Install globally from npm:
npm install -g @duvoai/cli
Requires Node.js 24 or newer. Run duvo --version to confirm the install, and duvo --help to see every available command.

Quick start

# 1. Install
npm install -g @duvoai/cli

# 2. Sign in (opens your browser)
duvo login

# 3. List your Assignments
duvo agents list

# 4. Start a Job
duvo runs start --agent <agent-id>

# 5. Check Job status
duvo runs get <run-id>

Sign in

The CLI stores credentials as named profiles. Each profile holds either an OAuth session or an API key, so you can switch between teams or workspaces without re-entering credentials each time.

Log in with your Duvo account

duvo login
The CLI first prompts you for a profile name (for example, acme or personal), then opens your browser so you can sign in to Duvo. Once you approve, the CLI stores the OAuth session under that profile name. The first profile you add becomes the default. Pass --name <profile> to skip the prompt:
duvo login --name acme

Log in with an API key

Generate a key at Team Settings → API Keys, then:
duvo login --api-key <key>
Use API keys for service accounts, CI pipelines, and any non-interactive environment.

Add another profile

Run duvo login again to repeat the browser sign-in and prompt for a new profile name.
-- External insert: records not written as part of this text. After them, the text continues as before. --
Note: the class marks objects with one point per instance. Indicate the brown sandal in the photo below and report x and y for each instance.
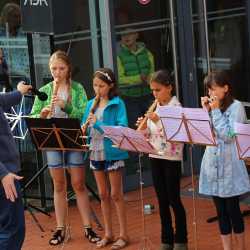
(120, 243)
(58, 236)
(104, 242)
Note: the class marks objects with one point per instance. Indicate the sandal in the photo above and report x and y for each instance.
(104, 242)
(91, 235)
(58, 236)
(120, 243)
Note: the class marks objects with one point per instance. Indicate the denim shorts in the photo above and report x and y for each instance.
(106, 165)
(58, 159)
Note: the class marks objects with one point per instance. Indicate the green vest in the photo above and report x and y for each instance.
(135, 63)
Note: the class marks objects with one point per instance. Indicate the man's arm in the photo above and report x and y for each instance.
(13, 98)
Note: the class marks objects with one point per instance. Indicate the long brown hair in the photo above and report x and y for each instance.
(108, 76)
(221, 79)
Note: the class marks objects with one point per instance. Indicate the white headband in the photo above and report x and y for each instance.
(104, 74)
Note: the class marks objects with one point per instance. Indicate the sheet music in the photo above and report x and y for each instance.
(128, 139)
(243, 139)
(188, 125)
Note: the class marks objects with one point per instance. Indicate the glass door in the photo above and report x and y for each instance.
(223, 29)
(151, 39)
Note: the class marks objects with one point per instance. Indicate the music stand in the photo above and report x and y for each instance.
(242, 140)
(132, 140)
(191, 126)
(62, 134)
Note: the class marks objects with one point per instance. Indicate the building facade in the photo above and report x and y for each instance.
(187, 37)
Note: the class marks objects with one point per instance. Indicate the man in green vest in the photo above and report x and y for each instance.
(135, 66)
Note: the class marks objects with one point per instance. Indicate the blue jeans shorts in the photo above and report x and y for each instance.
(106, 165)
(58, 159)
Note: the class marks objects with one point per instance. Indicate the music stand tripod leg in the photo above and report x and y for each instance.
(34, 218)
(145, 243)
(193, 197)
(26, 186)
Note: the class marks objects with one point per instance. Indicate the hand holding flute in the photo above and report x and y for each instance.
(142, 122)
(91, 118)
(209, 103)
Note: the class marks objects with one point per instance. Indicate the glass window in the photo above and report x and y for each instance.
(227, 39)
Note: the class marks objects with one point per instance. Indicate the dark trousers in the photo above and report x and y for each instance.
(166, 178)
(12, 226)
(229, 214)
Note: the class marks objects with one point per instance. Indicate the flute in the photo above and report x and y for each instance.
(145, 119)
(52, 105)
(92, 111)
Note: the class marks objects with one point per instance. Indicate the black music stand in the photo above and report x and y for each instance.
(133, 140)
(243, 146)
(191, 126)
(62, 134)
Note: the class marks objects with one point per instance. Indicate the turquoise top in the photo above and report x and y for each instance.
(114, 114)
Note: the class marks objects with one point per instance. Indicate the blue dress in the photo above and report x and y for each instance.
(222, 173)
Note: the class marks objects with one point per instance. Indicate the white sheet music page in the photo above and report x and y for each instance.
(179, 122)
(129, 139)
(243, 139)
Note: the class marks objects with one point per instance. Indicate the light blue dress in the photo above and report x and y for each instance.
(222, 173)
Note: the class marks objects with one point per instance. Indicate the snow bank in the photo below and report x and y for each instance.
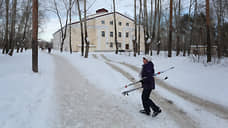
(25, 100)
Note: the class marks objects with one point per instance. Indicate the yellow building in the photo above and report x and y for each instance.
(100, 28)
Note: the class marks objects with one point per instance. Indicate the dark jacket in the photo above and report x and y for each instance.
(147, 76)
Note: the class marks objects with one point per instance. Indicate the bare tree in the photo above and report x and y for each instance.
(85, 27)
(135, 39)
(6, 45)
(115, 29)
(156, 4)
(63, 29)
(70, 1)
(208, 31)
(12, 32)
(159, 27)
(34, 36)
(140, 14)
(81, 26)
(219, 10)
(170, 29)
(190, 41)
(145, 27)
(178, 29)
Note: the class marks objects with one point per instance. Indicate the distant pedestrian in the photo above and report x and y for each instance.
(148, 84)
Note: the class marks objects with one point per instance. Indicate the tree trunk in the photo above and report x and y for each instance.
(208, 31)
(170, 29)
(159, 24)
(115, 29)
(135, 38)
(63, 32)
(12, 33)
(86, 36)
(189, 15)
(140, 13)
(35, 36)
(178, 30)
(70, 28)
(25, 25)
(6, 45)
(81, 26)
(146, 34)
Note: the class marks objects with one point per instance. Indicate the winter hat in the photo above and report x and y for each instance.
(148, 58)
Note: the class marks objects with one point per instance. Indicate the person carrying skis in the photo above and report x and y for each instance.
(148, 85)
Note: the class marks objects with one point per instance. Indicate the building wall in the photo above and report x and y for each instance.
(95, 27)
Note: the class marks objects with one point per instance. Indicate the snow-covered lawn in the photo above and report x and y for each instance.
(28, 100)
(206, 81)
(25, 97)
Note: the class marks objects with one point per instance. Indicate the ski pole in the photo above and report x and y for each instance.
(125, 93)
(158, 73)
(140, 81)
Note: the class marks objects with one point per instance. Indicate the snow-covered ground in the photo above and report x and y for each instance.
(27, 99)
(203, 80)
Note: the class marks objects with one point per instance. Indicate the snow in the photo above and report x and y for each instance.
(206, 81)
(29, 99)
(25, 99)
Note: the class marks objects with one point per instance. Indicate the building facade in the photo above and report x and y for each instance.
(100, 28)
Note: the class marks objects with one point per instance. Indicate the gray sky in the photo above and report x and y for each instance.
(125, 7)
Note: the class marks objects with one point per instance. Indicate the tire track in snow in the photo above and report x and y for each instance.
(217, 109)
(82, 105)
(179, 116)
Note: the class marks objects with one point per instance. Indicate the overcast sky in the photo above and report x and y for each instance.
(125, 7)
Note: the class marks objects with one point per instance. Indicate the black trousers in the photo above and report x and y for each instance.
(147, 102)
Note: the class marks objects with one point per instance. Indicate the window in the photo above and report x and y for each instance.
(111, 22)
(127, 34)
(102, 33)
(127, 46)
(111, 34)
(120, 23)
(111, 45)
(119, 45)
(119, 34)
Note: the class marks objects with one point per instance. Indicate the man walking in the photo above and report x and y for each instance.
(148, 85)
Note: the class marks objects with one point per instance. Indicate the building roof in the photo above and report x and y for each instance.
(97, 16)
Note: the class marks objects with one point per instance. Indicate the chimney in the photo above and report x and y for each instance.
(102, 10)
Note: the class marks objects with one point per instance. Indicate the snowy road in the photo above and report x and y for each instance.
(82, 105)
(185, 119)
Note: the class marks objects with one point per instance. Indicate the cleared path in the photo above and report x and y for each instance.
(82, 105)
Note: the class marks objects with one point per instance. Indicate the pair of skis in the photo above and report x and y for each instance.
(125, 93)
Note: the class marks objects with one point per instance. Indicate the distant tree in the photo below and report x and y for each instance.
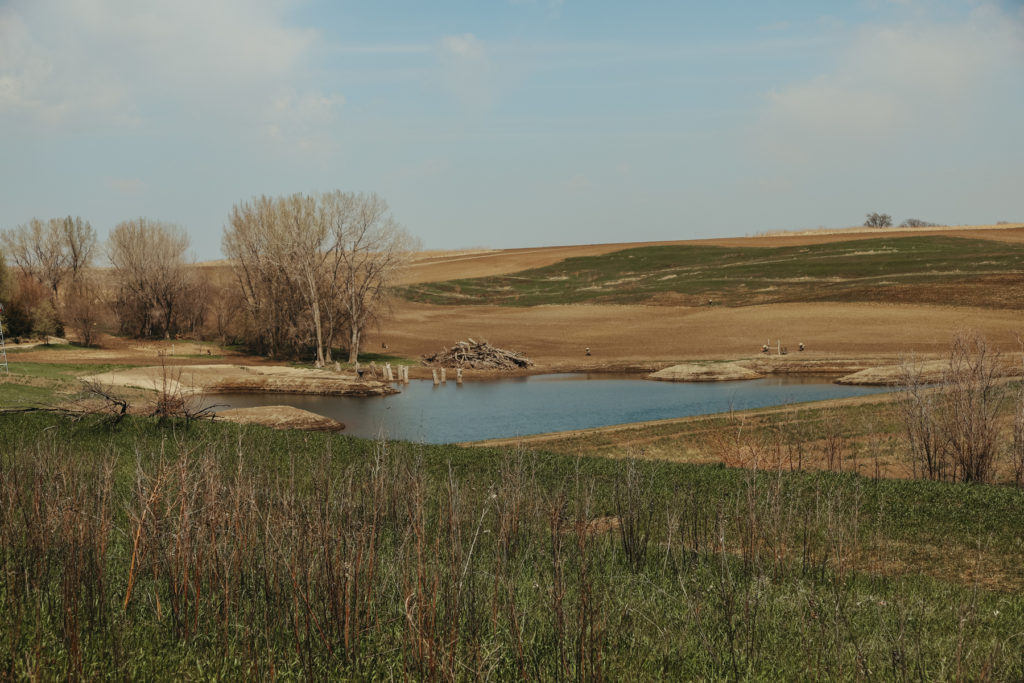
(44, 321)
(312, 267)
(153, 282)
(84, 308)
(52, 252)
(5, 284)
(879, 220)
(374, 248)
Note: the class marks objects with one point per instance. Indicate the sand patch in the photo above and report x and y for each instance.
(188, 380)
(716, 372)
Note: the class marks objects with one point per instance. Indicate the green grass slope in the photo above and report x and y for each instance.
(919, 269)
(147, 551)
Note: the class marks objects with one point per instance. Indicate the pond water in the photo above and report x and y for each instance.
(539, 403)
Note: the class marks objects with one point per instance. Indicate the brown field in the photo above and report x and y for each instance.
(642, 336)
(434, 266)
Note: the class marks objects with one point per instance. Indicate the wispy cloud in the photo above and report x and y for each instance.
(467, 70)
(75, 62)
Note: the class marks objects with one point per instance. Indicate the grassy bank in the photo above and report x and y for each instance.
(916, 269)
(38, 384)
(147, 550)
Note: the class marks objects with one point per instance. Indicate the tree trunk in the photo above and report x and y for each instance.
(353, 344)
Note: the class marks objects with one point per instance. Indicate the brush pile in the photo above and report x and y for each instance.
(477, 355)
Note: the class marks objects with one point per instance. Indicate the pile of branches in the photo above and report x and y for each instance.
(478, 355)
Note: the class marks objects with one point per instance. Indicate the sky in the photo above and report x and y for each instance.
(515, 123)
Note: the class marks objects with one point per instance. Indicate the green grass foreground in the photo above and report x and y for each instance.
(217, 551)
(918, 269)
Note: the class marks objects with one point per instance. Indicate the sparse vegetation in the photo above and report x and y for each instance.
(918, 269)
(879, 220)
(241, 552)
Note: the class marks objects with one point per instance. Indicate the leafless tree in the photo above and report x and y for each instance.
(153, 279)
(373, 247)
(52, 251)
(952, 426)
(879, 220)
(916, 222)
(84, 308)
(311, 266)
(256, 242)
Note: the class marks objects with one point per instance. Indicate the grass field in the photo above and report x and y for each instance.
(218, 551)
(913, 269)
(34, 384)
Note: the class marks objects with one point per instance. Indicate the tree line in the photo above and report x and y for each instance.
(308, 273)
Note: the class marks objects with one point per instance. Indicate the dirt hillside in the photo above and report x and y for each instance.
(434, 266)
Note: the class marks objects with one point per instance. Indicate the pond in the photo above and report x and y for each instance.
(540, 403)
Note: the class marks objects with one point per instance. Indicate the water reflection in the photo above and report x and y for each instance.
(521, 406)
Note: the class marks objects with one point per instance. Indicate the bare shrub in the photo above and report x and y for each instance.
(174, 399)
(952, 428)
(973, 397)
(919, 410)
(1017, 444)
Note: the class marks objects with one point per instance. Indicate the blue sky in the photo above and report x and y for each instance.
(515, 123)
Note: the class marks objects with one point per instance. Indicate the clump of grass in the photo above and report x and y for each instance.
(211, 550)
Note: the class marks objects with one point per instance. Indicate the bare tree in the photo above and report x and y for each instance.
(916, 222)
(80, 243)
(148, 260)
(312, 266)
(952, 426)
(52, 251)
(255, 241)
(879, 220)
(84, 307)
(373, 248)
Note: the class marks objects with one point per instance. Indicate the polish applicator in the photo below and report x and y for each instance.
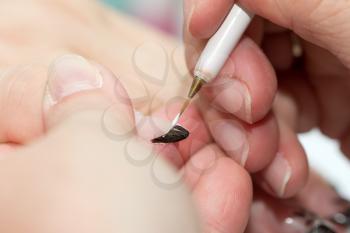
(215, 54)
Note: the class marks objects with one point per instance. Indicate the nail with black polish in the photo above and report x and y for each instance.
(321, 228)
(176, 134)
(342, 218)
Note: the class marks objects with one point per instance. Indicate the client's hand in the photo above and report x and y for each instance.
(72, 161)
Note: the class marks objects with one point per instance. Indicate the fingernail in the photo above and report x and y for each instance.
(189, 8)
(278, 174)
(71, 74)
(234, 98)
(232, 139)
(342, 218)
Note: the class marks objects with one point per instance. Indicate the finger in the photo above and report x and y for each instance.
(221, 188)
(246, 86)
(296, 16)
(278, 48)
(287, 174)
(203, 17)
(252, 146)
(328, 77)
(301, 213)
(21, 94)
(297, 101)
(89, 122)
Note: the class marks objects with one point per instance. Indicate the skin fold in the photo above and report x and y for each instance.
(70, 159)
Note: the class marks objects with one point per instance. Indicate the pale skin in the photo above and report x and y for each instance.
(83, 176)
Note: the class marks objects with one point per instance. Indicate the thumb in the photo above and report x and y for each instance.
(322, 22)
(85, 95)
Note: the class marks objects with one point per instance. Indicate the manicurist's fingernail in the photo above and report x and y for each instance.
(71, 74)
(278, 174)
(232, 139)
(234, 98)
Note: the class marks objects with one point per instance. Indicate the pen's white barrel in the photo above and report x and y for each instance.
(220, 46)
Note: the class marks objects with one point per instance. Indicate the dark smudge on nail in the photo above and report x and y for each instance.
(176, 134)
(321, 228)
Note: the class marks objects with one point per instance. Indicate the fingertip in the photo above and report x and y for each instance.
(206, 17)
(223, 191)
(246, 86)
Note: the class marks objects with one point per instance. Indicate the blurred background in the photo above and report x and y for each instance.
(324, 154)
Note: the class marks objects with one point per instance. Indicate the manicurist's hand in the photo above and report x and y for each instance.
(306, 49)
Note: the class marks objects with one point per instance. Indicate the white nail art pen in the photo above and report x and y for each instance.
(217, 51)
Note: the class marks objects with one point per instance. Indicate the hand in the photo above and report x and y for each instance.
(241, 98)
(301, 213)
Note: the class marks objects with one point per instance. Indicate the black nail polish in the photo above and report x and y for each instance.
(342, 218)
(176, 134)
(321, 228)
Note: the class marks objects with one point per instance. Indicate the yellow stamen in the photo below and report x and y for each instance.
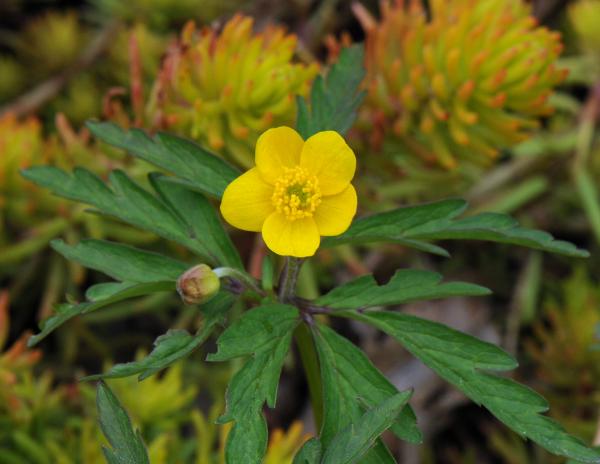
(296, 194)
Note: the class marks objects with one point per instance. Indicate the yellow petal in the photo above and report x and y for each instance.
(334, 215)
(275, 149)
(327, 156)
(247, 201)
(299, 238)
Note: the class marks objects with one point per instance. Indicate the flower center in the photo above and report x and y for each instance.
(296, 194)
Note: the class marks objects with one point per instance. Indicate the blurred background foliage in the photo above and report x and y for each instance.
(496, 101)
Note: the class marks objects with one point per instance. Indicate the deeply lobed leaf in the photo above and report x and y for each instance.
(348, 376)
(463, 361)
(116, 292)
(178, 214)
(355, 440)
(121, 262)
(202, 170)
(406, 285)
(415, 226)
(265, 333)
(175, 344)
(127, 445)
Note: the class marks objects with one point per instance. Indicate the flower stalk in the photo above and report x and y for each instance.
(289, 279)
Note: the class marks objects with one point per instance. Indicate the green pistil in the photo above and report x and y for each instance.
(297, 190)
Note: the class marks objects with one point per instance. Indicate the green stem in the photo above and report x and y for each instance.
(310, 362)
(245, 279)
(289, 278)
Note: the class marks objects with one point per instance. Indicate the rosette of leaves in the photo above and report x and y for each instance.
(353, 402)
(456, 84)
(225, 88)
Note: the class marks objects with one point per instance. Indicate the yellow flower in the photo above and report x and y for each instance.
(298, 191)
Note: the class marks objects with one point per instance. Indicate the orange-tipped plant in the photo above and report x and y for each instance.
(460, 83)
(225, 89)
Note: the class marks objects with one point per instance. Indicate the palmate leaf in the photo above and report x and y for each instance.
(127, 446)
(177, 213)
(121, 262)
(355, 440)
(465, 362)
(103, 295)
(406, 285)
(175, 344)
(264, 333)
(415, 226)
(201, 169)
(335, 98)
(349, 378)
(140, 272)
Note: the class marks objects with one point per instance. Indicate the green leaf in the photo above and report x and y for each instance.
(406, 285)
(122, 291)
(265, 333)
(310, 453)
(121, 262)
(175, 344)
(335, 99)
(124, 199)
(127, 446)
(355, 440)
(414, 226)
(348, 374)
(204, 171)
(464, 361)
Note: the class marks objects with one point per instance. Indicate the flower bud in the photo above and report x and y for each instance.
(198, 284)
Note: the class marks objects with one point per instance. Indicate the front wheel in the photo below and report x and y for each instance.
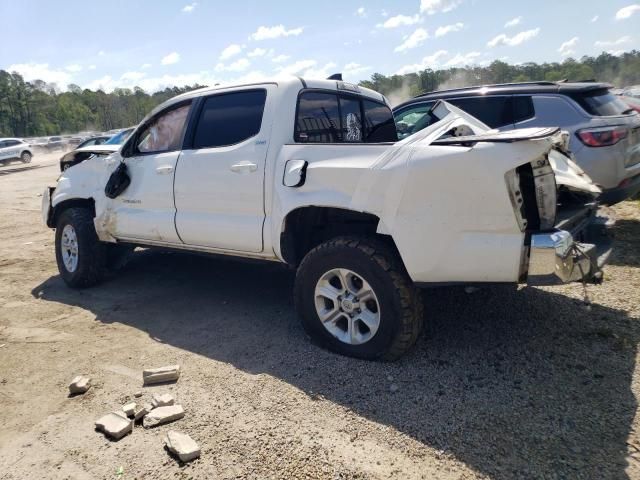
(80, 255)
(355, 298)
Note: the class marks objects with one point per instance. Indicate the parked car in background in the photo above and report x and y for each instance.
(55, 143)
(604, 130)
(120, 137)
(81, 154)
(15, 149)
(633, 102)
(98, 140)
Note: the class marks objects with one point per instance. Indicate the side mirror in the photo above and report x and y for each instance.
(295, 173)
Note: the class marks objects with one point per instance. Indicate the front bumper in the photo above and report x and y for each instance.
(557, 257)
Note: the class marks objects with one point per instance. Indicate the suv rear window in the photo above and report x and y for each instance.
(326, 117)
(494, 111)
(601, 103)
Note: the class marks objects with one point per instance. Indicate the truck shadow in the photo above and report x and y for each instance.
(515, 384)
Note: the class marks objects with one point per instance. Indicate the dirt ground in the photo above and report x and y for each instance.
(527, 383)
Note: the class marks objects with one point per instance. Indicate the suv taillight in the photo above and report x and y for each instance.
(602, 136)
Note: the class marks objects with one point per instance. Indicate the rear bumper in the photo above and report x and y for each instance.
(628, 188)
(556, 257)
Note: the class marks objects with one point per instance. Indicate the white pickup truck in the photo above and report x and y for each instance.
(310, 173)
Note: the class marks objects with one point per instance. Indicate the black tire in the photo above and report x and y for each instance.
(91, 263)
(401, 311)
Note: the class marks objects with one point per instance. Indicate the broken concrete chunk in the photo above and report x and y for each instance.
(114, 425)
(161, 415)
(163, 400)
(129, 409)
(79, 384)
(161, 375)
(141, 410)
(182, 445)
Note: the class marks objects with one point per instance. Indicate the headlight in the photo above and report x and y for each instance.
(546, 192)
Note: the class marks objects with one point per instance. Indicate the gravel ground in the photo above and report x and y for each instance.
(508, 383)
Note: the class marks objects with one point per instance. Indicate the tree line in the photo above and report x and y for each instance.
(37, 108)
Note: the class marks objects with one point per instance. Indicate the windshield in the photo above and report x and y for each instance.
(119, 138)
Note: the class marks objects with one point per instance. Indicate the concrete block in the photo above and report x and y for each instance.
(161, 415)
(79, 384)
(182, 445)
(162, 400)
(114, 425)
(170, 373)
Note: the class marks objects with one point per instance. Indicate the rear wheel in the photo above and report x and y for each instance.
(355, 298)
(81, 257)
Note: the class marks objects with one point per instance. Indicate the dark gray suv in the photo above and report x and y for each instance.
(605, 132)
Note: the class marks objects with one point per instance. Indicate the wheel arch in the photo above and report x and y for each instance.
(306, 227)
(56, 211)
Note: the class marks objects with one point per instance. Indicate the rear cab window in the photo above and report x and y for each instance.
(601, 103)
(334, 117)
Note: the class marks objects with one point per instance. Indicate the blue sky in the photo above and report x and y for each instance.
(164, 43)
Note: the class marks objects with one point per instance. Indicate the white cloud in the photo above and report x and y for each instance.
(627, 11)
(350, 70)
(613, 43)
(259, 52)
(239, 65)
(430, 61)
(267, 33)
(41, 71)
(401, 20)
(190, 7)
(320, 72)
(567, 48)
(461, 60)
(231, 51)
(414, 40)
(297, 67)
(513, 22)
(442, 31)
(173, 57)
(280, 58)
(132, 76)
(516, 40)
(435, 6)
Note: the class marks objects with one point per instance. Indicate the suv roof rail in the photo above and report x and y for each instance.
(512, 84)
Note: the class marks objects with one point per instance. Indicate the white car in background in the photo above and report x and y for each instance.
(15, 149)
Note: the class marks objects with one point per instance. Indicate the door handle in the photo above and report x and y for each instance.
(164, 169)
(244, 167)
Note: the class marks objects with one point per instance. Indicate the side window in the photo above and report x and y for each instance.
(379, 125)
(494, 111)
(318, 118)
(230, 118)
(351, 120)
(165, 132)
(413, 119)
(522, 109)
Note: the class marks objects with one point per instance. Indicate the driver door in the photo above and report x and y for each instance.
(146, 209)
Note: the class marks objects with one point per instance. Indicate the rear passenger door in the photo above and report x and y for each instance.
(219, 181)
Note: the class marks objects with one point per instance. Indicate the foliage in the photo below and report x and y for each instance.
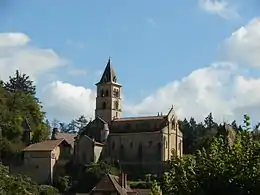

Pass --api-key <key> if you want the new profile to use an API key instead.

Switch the default profile

duvo profiles use personal
If you omit the profile name, an interactive picker opens so you can arrow-key through your saved profiles:
duvo profiles use

Use a different profile for a single command

duvo agents list --profile staging
--profile <name> works on every command and doesn’t change your default.

See who you’re signed in as

duvo whoami

Sign out

duvo logout                    # sign out of the active profile
duvo logout --name <profile>   # sign out of a specific profile
duvo logout --all              # sign out of every stored profile
duvo logout revokes the OAuth tokens server-side and removes the profile locally.

Environment variables

For non-interactive use (CI, scripts), the CLI also reads:
VariableDescription
DUVO_API_KEYAPI key — bypasses the stored profile entirely
DUVO_PROFILEProfile name to use instead of the default

Output formats

By default every command prints a human-friendly table or summary. Add --json to any command for machine-readable output suitable for piping into jq or scripting:
duvo agents list --json | jq '.agents[] | {id, name}'

Command groups

The CLI is organized by resource. Use these guides to dig into each area: Each guide includes the exact commands, flags, and a few realistic examples.

Tips

  • Run duvo <command> --help to see every available flag for any command.
  • Combine --json with jq to script complex workflows — for example, list all Jobs that are waiting for human approval.
  • Set DUVO_PROFILE in your shell config to default to a non-default profile per project.
  • The CLI follows your Duvo team’s permissions — if you can’t see something in the UI, you can’t see it via the CLI either.